More information is available at: http://cs-chan.com/
Talk: DeepIP: Intellectual Property Protection for Deep Learning Model
With substantial amount of time, resources and human (team) efforts invested to explore and develop successful deep neural networks (DNN), there emerges an urgent need to protect these inventions from being illegally copied, redistributed, or abused without respecting the intellectual properties of legitimate owners. Following recent progress along this line, this talk will first present a number of watermark-based DNN ownership verification methods in the face of ambiguity attacks, which aim to cast doubts on the ownership verification by forging counterfeit watermarks. It is shown that ambiguity attacks pose serious threats to existing DNN watermarking methods. As remedies to the above-mentioned loophole, the second part of this talk will introduce a novel passport-based DNN ownership verification schemes which are both robust to network modifications and resilient to ambiguity attacks. The gist of embedding digital passports is to design and train DNN models in a way such that, the DNN inference performance of an original task will be significantly deteriorated due to forged passports. In other words, genuine passports are not only verified by looking for the predefined signatures, but also reasserted by the unyielding DNN model inference performances.
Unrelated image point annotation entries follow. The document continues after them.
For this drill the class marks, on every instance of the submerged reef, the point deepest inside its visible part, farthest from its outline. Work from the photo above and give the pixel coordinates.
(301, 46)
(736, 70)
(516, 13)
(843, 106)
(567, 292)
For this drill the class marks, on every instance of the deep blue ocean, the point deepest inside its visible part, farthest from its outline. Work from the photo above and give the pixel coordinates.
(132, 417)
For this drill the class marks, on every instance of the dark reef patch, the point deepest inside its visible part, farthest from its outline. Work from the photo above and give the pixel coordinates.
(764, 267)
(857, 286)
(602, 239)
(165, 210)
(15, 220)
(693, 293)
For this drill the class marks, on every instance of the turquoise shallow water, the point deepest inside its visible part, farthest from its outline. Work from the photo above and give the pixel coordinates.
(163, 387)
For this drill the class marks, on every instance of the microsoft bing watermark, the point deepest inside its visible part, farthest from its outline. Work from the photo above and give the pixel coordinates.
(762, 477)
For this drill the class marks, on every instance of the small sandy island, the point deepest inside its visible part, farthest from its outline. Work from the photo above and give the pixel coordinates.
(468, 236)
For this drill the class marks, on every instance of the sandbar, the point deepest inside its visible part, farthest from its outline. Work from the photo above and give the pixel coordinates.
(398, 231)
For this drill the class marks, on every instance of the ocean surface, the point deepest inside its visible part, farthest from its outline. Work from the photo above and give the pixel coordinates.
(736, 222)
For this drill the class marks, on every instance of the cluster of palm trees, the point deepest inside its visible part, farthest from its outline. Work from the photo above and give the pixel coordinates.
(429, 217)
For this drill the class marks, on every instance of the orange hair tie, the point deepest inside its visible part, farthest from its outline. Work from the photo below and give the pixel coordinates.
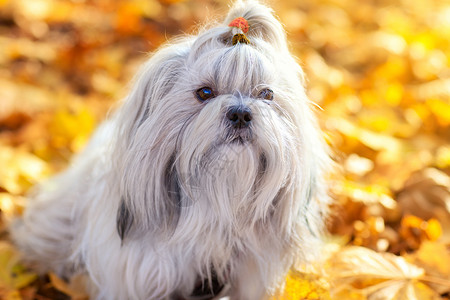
(240, 23)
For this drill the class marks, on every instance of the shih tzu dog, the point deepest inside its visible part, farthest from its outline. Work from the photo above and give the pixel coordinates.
(206, 182)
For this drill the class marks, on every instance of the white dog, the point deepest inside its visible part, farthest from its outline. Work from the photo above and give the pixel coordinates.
(208, 181)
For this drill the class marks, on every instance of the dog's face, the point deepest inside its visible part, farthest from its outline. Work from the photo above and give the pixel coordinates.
(220, 133)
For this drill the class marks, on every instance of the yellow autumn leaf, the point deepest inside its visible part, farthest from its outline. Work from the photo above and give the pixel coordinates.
(377, 276)
(304, 286)
(13, 275)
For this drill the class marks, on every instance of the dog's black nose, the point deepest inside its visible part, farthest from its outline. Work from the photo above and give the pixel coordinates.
(239, 116)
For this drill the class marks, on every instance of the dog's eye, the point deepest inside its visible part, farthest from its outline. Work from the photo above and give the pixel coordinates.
(204, 93)
(266, 94)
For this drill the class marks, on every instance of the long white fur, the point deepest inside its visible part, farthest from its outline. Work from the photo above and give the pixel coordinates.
(193, 202)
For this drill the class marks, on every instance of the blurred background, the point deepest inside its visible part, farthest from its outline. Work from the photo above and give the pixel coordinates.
(379, 70)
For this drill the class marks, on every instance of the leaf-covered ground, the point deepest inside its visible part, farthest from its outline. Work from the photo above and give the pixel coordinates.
(378, 68)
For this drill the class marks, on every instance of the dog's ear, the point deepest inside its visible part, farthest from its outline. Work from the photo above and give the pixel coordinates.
(261, 20)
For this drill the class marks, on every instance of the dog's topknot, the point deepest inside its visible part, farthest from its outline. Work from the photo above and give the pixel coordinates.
(261, 20)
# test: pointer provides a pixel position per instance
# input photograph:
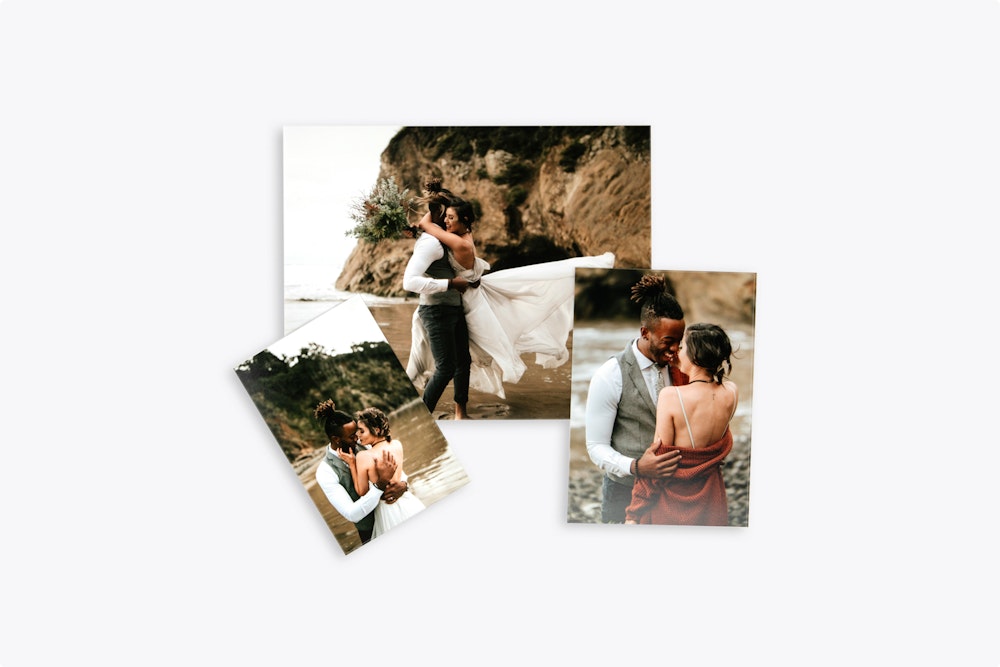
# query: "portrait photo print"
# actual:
(464, 243)
(351, 424)
(664, 356)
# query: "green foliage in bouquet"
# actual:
(382, 214)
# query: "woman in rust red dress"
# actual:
(693, 419)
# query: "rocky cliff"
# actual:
(541, 193)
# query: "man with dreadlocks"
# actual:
(621, 402)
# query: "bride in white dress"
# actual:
(511, 312)
(373, 431)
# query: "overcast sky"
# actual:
(326, 169)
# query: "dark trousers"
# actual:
(615, 499)
(449, 340)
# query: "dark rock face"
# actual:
(544, 193)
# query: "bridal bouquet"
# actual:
(382, 214)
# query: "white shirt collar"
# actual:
(644, 361)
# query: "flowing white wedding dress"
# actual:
(528, 309)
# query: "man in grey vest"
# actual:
(621, 401)
(429, 274)
(334, 477)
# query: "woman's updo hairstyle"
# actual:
(463, 209)
(331, 418)
(708, 346)
(376, 421)
(656, 302)
(437, 198)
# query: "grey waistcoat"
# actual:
(344, 477)
(635, 423)
(441, 268)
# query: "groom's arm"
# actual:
(426, 250)
(352, 510)
(602, 409)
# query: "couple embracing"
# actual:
(667, 387)
(362, 472)
(472, 325)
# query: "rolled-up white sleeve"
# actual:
(602, 408)
(352, 510)
(425, 250)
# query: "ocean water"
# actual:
(309, 292)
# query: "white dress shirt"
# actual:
(426, 250)
(602, 409)
(352, 510)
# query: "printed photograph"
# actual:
(351, 424)
(464, 241)
(662, 391)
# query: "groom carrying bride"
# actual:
(430, 274)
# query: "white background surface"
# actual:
(847, 152)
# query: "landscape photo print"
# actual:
(531, 205)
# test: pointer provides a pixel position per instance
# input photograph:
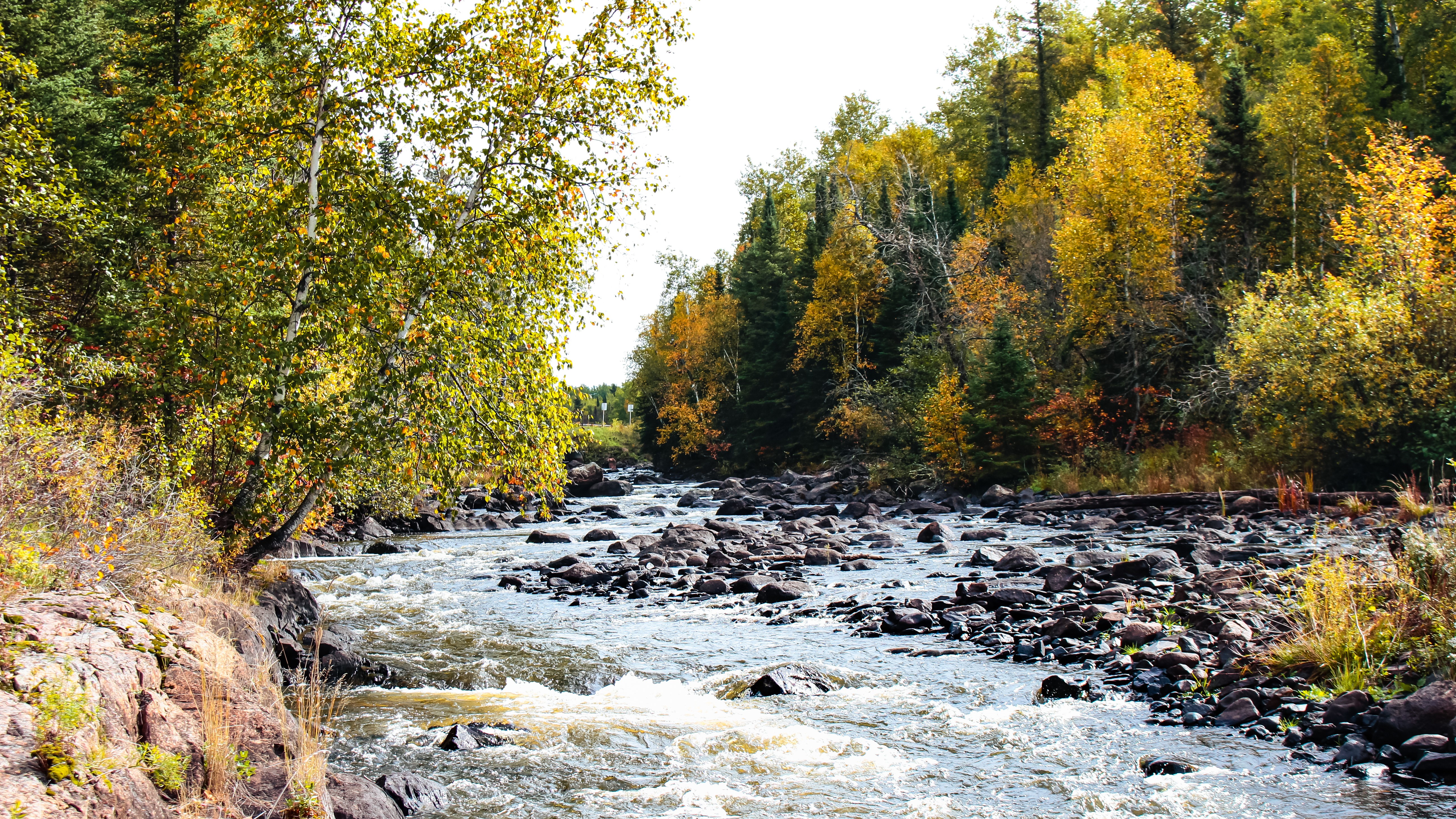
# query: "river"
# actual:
(624, 710)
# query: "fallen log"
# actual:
(1199, 499)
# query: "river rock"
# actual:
(1429, 710)
(1093, 557)
(1238, 713)
(998, 496)
(785, 591)
(711, 586)
(1423, 742)
(1061, 579)
(1165, 767)
(983, 535)
(370, 528)
(791, 681)
(906, 618)
(986, 556)
(750, 584)
(1346, 706)
(356, 798)
(1020, 559)
(611, 489)
(736, 506)
(1139, 633)
(934, 534)
(414, 793)
(1062, 687)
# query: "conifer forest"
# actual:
(1152, 245)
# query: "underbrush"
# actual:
(1199, 464)
(1369, 623)
(84, 501)
(619, 442)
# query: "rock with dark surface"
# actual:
(1238, 713)
(736, 506)
(791, 681)
(1018, 559)
(750, 584)
(1429, 710)
(1061, 579)
(586, 476)
(986, 556)
(1093, 557)
(822, 557)
(611, 489)
(998, 496)
(356, 798)
(934, 534)
(370, 528)
(1139, 633)
(983, 535)
(1346, 706)
(414, 793)
(1165, 767)
(785, 591)
(1062, 687)
(711, 586)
Finally, the talk will discuss how the presented passports can play an indispensable role in bringing DNN behaviours under control against adversarial attacks, as it has been demonstrated for DNN ownership verifications.
3. Professor Junichi Tsujii
(Artificial Intelligence Research Center (AIRC), National Institute of Advanced Industrial Science and Technology (AIST), Japan)
Prof. Tsujii is director of the Artificial Intelligence Research Center (AIRC), National Institute of Advanced Industrial Science and Technology (AIST), Japan. He is also a professor in the Department of Computer Science at the University of Manchester and an emeritus professor at the University of Tokyo. He obtained his D.Eng. on the topic of Question Answering Systems from Kyoto University, where he continued working as a research assistant and associate professor. He has conducted research into Natural Language Processing in several institutions worldwide, notably CNRS (GETA), France, the University of Manchester, UK, the University of Tokyo, and Microsoft Research, China.
He is ex-president of ACL, the Asian Federation of Natural Language Processing Associations (AFNLP), and the International Association of Machine Translation (IAMT). He is Chair of the International Committee of Computational Linguistics (ICCL). In 2010, Prof. Tsujii was awarded the Medal of Honour with Purple Ribbon, one of Japan's highest awards, presented to influential contributors in the fields of art, academics, or sports.
More information is available at: https://www.aclweb.org/portal/content/junichi-tsujii-receives-2021-acl-l...
Talk: Research Overview of the AIRC in Japan
The Artificial Intelligence Research Center (AIRC) was established as a hub center of AI research in Japan under the Ministry of Economy, Trade and Industry, 2015. Since then, we have achieved significant contributions in diverse areas of AI research. I will talk on recent achievements in image processing, robotics, speech and multi-modal information processing, and future directions of our center. We are focusing on foundation models of language processing, image and speech processing and their integration.